One way of telling how comfortable a man is with the biological facts of women’s lives is how he responds to calls for him to go shopping for menstrual products or to have physical contact with a woman’s menses.

Depictions of this challenge have occasionally been a subject of humor on TV shows such as in the episode of King of the Hill titled “Aisle # 8” in which the bumbling Hank Hill has to enter the fearful menstrual aisle of a supermarket or, for contrast, in an episode of Californication when the father of a daughter who has just had her first period heroically fends off other customers to get her the last package of pads on the shelf.

An early literary description of a menstrual product shopping moment, one that was deeply traumatic for the character, is in Philip Roth’s 1967 novel, Portnoy’s Complaint. Set in a psychoanalyst’s office during a single rambling session, Alex Portnoy relates a terrifying incident from his childhood when, at the age of eleven, his mother sent him out to buy a box of Kotex:

“It was years later that she called from the bathroom, Run to the drugstore! bring a box of Kotex! immediately! And the panic in her voice. Did I run! And then at home again, breathlessly handed the box to the white fingers that extended themselves at me through a narrow crack in the bathroom door. . . Though her menstrual troubles eventually had to be resolved by surgery, it is difficult nevertheless to forgive her for having sent me on that mission of mercy. Better she should have bled herself out on our cold bathroom floor, better that than to have sent an eleven-year-old boy in hot pursuit of sanitary napkins!” (43-44)

Whew!

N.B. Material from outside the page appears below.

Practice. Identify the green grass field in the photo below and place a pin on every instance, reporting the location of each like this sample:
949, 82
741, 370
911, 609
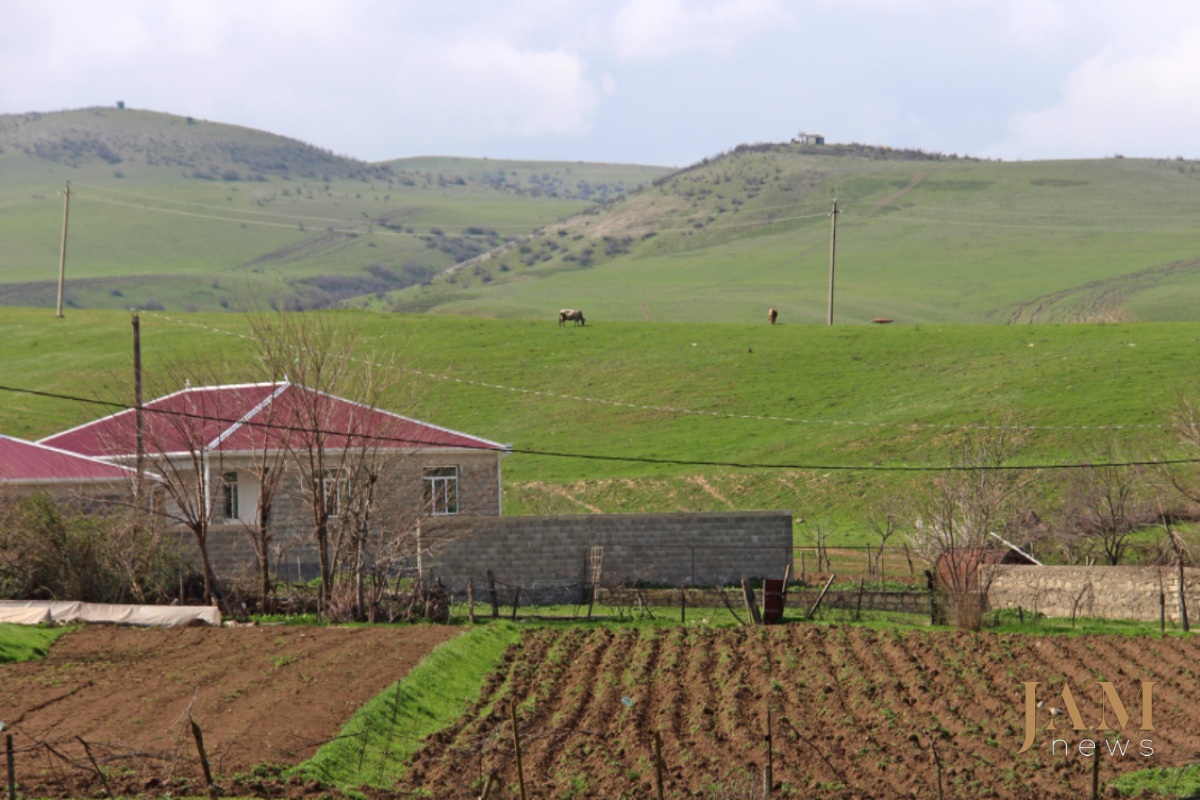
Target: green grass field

Now there’s a Freudian field day, and from a time when Freudian technique was in full fashion. More than 30 years later, in The Dying Animal (2001 ), another Roth character seems to have made some progress, at least on the surface. Perhaps his analysis has succeeded. A senior professor, the 62-year-old David Kepesh, plays out an erotic fantasy with a 24-year-old graduate student, Consuela Castillo. Kepesh, a serial womanizer who considers himself an erotic master, is stunned when she tells him that a former boyfriend liked to watch her take out her tampon, realizing that he has never done anything like that. His sexual competitiveness requires that he immediately enact the same scene. However, the act throws him into a state of Portnoy-like humiliation:

“Then came the night that Consuela pulled out her tampon and stood there in my bathroom, with one knee dipping toward the other and, like Mantegna’ Saint Sebastian, bleeding in a trickle down her thighs while I watched. Was it thrilling? Was I delighted? Was I mesmerized? Sure, but again I felt like a boy. I had set out to demand the most from her, and when she shamelessly obliged, I wound up again intimidating myself. There seemed nothing to be done – if I wished not to be humbled completely by her exotic matter-of-factness – except to fall to my knees to lick her clean. Which she allowed to happen without comment. Making me into a still smaller boy.” (71-72)

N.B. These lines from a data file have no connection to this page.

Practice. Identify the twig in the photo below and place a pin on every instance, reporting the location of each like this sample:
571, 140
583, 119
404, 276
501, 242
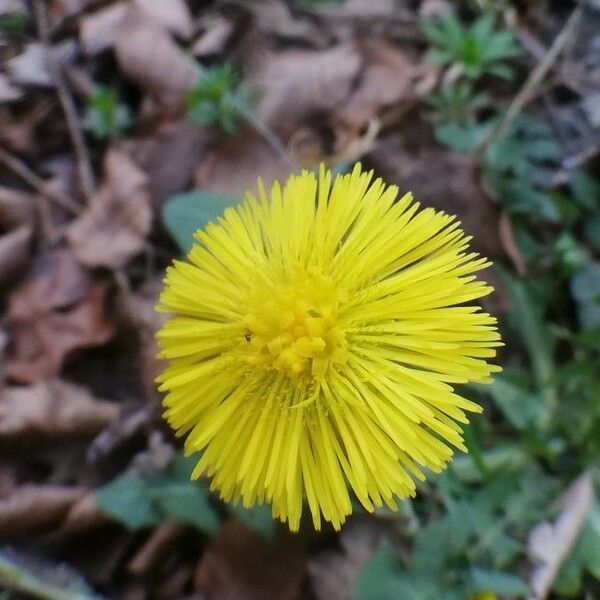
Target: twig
18, 167
155, 547
528, 90
84, 165
263, 130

Though there are more scenes in this book and others by Roth that employ menstrual details to capture character and advance plots, these two embody deep-seated male confusion and anxiety about how to deal with menstrual encounters. The candor Roth exhibits, as is often the case with his writing, is admirable for its openness to exploring taboos, but one also wishes he was able to provide more nuanced treatments of women’s experiences as well. Perhaps we should turn to Joyce Carol Oates in search of such treatments. Perhaps in a future post.